Агнета и Хьюго ждут гипнотизёра в палате. Свет в фальшивых окнах приглушён, чтобы создать иллюзию уличных сумерек.
— Эрик Мария Барк, в любом случае, невероятно обаятелен, — говорит Хьюго.
— И красивый? — с улыбкой спрашивает Агнета.
— Он напоминает мне одного актёра. Сейчас не могу вспомнить его имя, но он играет в том фильме с…
Хьюго умолкает, когда в дверь стучат.
В комнату входит Ларс, а за ним — мужчина средних лет в синем свитере с кисточками и джинсах. У него густые брови и добрые, немного грустные глаза.
— Здравствуйте, Хьюго, — говорит мужчина, обезоруживающе улыбаясь.
— Здравствуйте.
Он поворачивается к Агнете, она поднимается и жмёт ему руку.
— Эрик, — представляется он, не отводя от неё взгляда.
— Агнета, — отвечает она и чувствует, как щёки начинают гореть.
— Знаете, мою первую настоящую любовь звали Агнета, — говорит он, оживляясь. — Мне было семь, а ей двадцать. Ничего, конечно, не произошло, она была временной учительницей… Простите, не знаю, зачем я вам это рассказываю, но, прежде чем сменить тему, должен отметить: у меня с тех пор были и вполне настоящие отношения.
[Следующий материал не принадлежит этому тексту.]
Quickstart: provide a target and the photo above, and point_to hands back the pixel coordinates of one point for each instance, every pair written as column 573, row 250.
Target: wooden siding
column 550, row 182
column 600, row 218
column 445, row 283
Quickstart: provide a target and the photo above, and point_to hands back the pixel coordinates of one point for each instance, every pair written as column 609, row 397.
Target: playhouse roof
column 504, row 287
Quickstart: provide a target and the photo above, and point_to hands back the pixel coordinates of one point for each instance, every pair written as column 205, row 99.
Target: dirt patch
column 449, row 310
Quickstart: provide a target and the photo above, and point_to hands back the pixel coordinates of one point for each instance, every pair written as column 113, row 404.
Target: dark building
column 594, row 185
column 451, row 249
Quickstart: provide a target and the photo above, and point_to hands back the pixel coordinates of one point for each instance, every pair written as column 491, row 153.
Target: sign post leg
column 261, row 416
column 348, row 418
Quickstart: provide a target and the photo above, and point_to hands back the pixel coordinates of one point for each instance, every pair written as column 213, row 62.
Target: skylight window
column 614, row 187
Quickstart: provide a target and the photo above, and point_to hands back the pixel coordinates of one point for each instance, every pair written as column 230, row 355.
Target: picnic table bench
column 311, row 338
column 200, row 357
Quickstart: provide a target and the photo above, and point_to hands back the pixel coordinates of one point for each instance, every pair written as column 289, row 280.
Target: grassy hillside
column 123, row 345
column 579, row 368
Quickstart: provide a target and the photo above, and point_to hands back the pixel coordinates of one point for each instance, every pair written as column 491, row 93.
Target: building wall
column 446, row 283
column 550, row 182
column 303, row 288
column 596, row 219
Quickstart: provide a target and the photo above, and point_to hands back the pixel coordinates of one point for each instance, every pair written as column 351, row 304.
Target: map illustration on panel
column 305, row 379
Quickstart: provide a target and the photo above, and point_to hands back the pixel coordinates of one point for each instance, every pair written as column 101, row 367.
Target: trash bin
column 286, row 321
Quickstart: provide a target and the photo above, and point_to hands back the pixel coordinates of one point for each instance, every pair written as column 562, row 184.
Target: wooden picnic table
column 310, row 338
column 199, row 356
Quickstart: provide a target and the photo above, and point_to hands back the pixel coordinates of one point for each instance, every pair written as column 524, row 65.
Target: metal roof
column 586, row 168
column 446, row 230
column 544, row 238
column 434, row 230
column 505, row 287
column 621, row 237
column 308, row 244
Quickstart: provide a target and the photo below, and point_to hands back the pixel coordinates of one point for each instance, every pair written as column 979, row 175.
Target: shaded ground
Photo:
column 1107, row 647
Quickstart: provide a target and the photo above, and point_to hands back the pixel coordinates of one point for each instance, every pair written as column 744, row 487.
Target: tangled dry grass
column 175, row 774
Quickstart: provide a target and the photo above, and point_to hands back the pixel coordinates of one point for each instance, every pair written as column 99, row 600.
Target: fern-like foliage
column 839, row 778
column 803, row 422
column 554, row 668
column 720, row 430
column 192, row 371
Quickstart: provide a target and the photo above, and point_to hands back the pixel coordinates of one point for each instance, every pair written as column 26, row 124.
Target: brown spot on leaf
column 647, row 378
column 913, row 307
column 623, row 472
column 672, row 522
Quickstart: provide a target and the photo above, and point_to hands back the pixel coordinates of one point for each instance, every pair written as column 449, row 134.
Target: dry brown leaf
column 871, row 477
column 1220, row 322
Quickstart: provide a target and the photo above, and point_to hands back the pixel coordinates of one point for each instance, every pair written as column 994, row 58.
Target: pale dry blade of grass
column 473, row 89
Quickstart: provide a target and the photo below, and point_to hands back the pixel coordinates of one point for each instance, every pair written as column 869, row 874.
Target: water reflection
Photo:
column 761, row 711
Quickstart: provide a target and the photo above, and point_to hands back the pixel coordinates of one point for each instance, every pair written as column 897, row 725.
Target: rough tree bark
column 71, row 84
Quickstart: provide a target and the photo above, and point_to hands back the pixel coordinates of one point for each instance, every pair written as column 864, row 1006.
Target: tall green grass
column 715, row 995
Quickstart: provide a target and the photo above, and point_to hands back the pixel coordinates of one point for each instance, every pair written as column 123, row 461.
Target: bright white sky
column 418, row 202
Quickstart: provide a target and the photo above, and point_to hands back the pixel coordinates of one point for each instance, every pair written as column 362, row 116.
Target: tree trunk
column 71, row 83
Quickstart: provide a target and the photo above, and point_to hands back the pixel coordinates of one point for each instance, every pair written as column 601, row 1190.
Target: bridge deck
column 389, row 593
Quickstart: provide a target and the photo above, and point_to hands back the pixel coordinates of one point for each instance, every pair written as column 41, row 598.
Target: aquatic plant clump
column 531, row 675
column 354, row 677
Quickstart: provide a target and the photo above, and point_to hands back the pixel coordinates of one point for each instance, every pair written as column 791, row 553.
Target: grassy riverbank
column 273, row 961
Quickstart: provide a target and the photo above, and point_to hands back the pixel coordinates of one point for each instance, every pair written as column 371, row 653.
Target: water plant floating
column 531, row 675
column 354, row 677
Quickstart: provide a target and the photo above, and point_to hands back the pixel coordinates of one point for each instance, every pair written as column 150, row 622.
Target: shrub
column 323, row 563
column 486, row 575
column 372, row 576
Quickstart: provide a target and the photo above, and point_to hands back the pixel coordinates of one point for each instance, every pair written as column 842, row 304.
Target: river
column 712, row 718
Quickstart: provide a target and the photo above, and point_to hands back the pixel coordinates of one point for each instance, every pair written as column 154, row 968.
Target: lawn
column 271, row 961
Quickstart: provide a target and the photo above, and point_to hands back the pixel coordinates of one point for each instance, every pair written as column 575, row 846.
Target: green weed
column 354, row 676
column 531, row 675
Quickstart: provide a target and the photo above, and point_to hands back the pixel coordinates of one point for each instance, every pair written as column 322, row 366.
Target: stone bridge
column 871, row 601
— Я как раз говорил, — вмешивается Хьюго, — что вы напоминаете мне красивого актёра, который…
— Я прекрасно понимаю, о ком ты, — говорит Агнета.
— Либо вы шутите, пытаясь меня смутить, — отвечает Эрик, — либо с тех пор, как я утром посмотрелся в зеркало, произошло что‑то серьёзное.
Хьюго откидывается на кровать, пока Ларс Грайнд прикрепляет последние шесть датчиков к его голове. План второго сеанса — совместить гипноз с полисомнографией.
Эрик Мария Барк задвигает шторы и ещё сильнее приглушает свет.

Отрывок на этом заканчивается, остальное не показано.